[Update: finished an unfinished sentence, added a link]
We have started having post-Friday-morning-tea information sessions in
the ADIF technical team. Ron Ward kicked the series off with a great
overview of Javascript which is both the world's most widely deployed
and worst misunderstood language and Greg Pendlebury introduced us to
some of the wonders of spelling suggestions in Apache Solr indexes (he
works nights on the VuFind project).
My contribution is this presentation on ICE, below, looking at how it
converts word processing documents into HTML, and some of the
complexities that the ICE code has to deal with. These complexities are
technical, horribly so in some cases. Many of the complexities are
present not for good technical reasons but because of business and
politics; competing vendors and competing standards have left us a
really nasty mess to deal with.
My talk started with some history. When I first got my hands on a
WYSIWYG word processor, around 1988 or so, the first thing I did was go
through all the menus and work out what everything was for. For my
honours thesis in 1990 I naturally used styles for the headings, so I
could compile a table of context and the automatic numbering feature for
figures, EndNote for references and so on. I was far too lazy to do any
of that by hand.
Twenty years later, those features are still in the word processors we
all use (although Google Docs is a disappointment), and we now
haveZotero for reference management, to which we
in ADFI made a modest contribution. But I still meet senior academics
who have no idea how to use styles to make a table of contents, don't
use reference management systems and consequently are unable to help
their students to work efficiently.
There a couple of interesting questions, which I'm not going to answer
here, but which are important to the research planning process at ADFI:
-
What are the word processors of the future going to look like? It's
clear that we will still need to 'process words' and some of them
will still be strung together in long sequences, like books and
theses, but other more dynamic genres are emerging. I've written
here about Google
Wave
(which seems to have receded leaving behind only plastic bottles and
dead fish) and various other new approaches to editing. I don't know
what's coming but I am sure it will be collaborative.
-
How can we help people to use these programs for processing words?
-
Shouldn't our training programmes for academics be more like “Word processing techniques for
academic writing, using Word 2007” than the current “Word 2007 basics”? How would we go about making that
change?
-
More generally, how can we encourage the kind of laziness that
prompts some of us to discover the bleeding obvious things that are
under out noses, by doing things like RTFM? And how do we create a
culture where that know-how can spread?
-
And what do we do when what we need is not there right under our
noses? For example we need the ability to produce Scholarly HTML
from our documents but current tools just don't do that. How can we
get the academic community and software vendors, including us in the
open source world, in-sync to fill in the gaps?

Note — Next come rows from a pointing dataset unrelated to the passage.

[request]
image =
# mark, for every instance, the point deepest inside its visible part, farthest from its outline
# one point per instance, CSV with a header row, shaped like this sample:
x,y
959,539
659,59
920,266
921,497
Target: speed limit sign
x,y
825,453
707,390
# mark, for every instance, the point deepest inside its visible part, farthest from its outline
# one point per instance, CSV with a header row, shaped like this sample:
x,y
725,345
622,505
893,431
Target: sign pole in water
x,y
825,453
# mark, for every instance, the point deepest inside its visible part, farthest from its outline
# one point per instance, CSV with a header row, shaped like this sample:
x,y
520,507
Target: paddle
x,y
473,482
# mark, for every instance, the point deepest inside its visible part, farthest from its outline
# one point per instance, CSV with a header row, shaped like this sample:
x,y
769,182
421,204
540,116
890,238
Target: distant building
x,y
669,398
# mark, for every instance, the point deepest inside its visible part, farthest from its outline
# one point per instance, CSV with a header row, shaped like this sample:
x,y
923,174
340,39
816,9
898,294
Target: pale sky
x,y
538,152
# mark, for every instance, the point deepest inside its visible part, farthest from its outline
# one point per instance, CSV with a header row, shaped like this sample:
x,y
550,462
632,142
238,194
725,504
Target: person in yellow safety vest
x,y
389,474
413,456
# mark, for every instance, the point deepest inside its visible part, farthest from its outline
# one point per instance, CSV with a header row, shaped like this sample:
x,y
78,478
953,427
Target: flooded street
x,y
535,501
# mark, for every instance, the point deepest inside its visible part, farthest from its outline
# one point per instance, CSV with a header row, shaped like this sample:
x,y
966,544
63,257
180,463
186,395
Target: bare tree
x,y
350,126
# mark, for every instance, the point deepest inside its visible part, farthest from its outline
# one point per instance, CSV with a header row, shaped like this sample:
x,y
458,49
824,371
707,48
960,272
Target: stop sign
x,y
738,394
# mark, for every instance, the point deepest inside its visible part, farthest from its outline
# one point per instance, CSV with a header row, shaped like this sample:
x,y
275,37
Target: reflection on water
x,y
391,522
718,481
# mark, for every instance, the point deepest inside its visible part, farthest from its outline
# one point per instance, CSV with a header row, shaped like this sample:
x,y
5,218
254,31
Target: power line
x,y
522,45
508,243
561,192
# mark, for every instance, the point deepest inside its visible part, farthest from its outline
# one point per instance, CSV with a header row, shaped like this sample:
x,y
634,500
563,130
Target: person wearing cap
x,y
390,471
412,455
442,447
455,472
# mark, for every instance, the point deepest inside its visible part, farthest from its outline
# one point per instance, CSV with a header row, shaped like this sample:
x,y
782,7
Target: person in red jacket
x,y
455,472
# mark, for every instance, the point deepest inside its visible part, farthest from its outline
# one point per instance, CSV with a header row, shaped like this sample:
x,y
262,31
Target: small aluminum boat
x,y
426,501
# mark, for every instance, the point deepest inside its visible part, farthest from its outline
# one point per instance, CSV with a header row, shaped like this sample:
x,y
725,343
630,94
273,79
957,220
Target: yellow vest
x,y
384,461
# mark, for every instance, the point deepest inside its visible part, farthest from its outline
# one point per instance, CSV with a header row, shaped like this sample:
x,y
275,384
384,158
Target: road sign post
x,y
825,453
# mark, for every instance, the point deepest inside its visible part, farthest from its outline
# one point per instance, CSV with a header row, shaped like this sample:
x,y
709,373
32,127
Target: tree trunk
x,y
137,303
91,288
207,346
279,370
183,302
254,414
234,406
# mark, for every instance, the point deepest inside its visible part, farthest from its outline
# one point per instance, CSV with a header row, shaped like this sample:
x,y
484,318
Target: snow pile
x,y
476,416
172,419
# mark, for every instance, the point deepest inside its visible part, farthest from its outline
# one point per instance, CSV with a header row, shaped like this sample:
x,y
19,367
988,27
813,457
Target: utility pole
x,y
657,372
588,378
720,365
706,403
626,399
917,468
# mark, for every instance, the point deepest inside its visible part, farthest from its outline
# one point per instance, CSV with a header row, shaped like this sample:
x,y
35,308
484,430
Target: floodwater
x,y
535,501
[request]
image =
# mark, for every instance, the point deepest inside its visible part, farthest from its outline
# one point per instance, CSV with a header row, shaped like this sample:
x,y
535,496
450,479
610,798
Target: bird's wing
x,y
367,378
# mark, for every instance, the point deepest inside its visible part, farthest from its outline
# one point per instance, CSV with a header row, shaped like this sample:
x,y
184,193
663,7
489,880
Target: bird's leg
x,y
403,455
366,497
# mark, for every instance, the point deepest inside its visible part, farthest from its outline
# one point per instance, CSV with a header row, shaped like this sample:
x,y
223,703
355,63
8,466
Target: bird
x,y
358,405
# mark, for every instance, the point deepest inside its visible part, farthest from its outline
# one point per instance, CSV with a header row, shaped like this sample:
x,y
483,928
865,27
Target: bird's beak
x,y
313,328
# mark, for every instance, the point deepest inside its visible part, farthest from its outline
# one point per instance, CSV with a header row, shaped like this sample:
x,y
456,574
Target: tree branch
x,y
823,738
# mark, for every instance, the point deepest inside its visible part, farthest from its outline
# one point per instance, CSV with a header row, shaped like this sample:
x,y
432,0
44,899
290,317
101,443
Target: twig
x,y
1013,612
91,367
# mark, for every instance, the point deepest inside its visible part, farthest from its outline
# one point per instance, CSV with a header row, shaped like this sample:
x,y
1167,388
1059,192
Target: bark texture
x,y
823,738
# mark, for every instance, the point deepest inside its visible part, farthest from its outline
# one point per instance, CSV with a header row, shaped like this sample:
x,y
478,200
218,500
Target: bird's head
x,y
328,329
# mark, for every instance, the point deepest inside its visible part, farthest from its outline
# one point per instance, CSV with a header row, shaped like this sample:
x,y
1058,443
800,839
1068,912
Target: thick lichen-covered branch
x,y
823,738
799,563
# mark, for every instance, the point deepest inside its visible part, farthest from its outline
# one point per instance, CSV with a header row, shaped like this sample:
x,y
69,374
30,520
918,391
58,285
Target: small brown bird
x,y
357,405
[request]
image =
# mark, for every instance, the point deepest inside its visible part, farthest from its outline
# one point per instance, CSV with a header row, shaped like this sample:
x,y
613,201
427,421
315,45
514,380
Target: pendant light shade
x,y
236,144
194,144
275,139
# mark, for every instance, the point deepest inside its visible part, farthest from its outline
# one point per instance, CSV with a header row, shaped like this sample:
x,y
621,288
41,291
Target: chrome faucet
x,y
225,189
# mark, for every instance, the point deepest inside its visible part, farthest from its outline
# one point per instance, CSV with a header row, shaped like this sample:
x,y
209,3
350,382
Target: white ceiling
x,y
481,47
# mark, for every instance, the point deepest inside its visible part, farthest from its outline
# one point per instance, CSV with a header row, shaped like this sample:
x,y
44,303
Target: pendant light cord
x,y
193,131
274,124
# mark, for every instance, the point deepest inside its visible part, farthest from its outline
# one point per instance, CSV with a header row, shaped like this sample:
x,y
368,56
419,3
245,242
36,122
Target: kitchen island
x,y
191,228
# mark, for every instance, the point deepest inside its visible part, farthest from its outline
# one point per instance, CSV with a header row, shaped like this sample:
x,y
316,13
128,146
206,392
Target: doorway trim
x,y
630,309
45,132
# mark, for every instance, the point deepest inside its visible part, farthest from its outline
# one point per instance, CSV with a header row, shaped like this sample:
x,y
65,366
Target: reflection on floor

Next week I have a call with Microsoft Research, and I'll be talking
about getting Word to be able to produce web-ready, journal ready,
semantically rich documents, with useful metadata and seamless links
to data and interop with other programs like OpenOffice.org. Note,
I'm not looking at this from the point of view of a 'standards war';
I'm trying to get thing done.
When I ran through the slides below today we came back to these
questions. We didn't get any answers in half an hour, but my summary of
what we should be doing is:
-
Finally get around to setting up one or more cohorts of postgrad
students with an end-to end system for managing their thesis
starting from day one, and including a facilty for
annotation/comment by supervisor, cohort and finally examiners.
-
Work out how to educate (not train) the trainers about some of the
principles behind academic use of tools.
-
Work with our Learning and Teaching Support Unit to start changing
the corporate training culture away from teaching specific tools
with a generic focus to empowering academic users to do academic
things.
What and why?
ICEis, at it's core a way of turning word
processing documents into proper web pages.
Word processors are:
-
Ubiquitous in academia. Still. Even with the advent of Moodle's
built in HTML editor and Google Wave.
-
Much maligned, particularly by computer scientists, engineers
and expert tinkerers who have much better ways of making web pages
and printed documents from the same source (until you ask them to
show you).
-
Full of useful features for long documents, including:
-
Drawing tools
-
Data visualisation tools (charting)
-
Reference and bibliography management (usually best with a
plugin)
-
Change-tracking (and some have synchronous collaboration)
-
HTML export...
HTML export?
OK, so the HTML export in word processors is universally crappy.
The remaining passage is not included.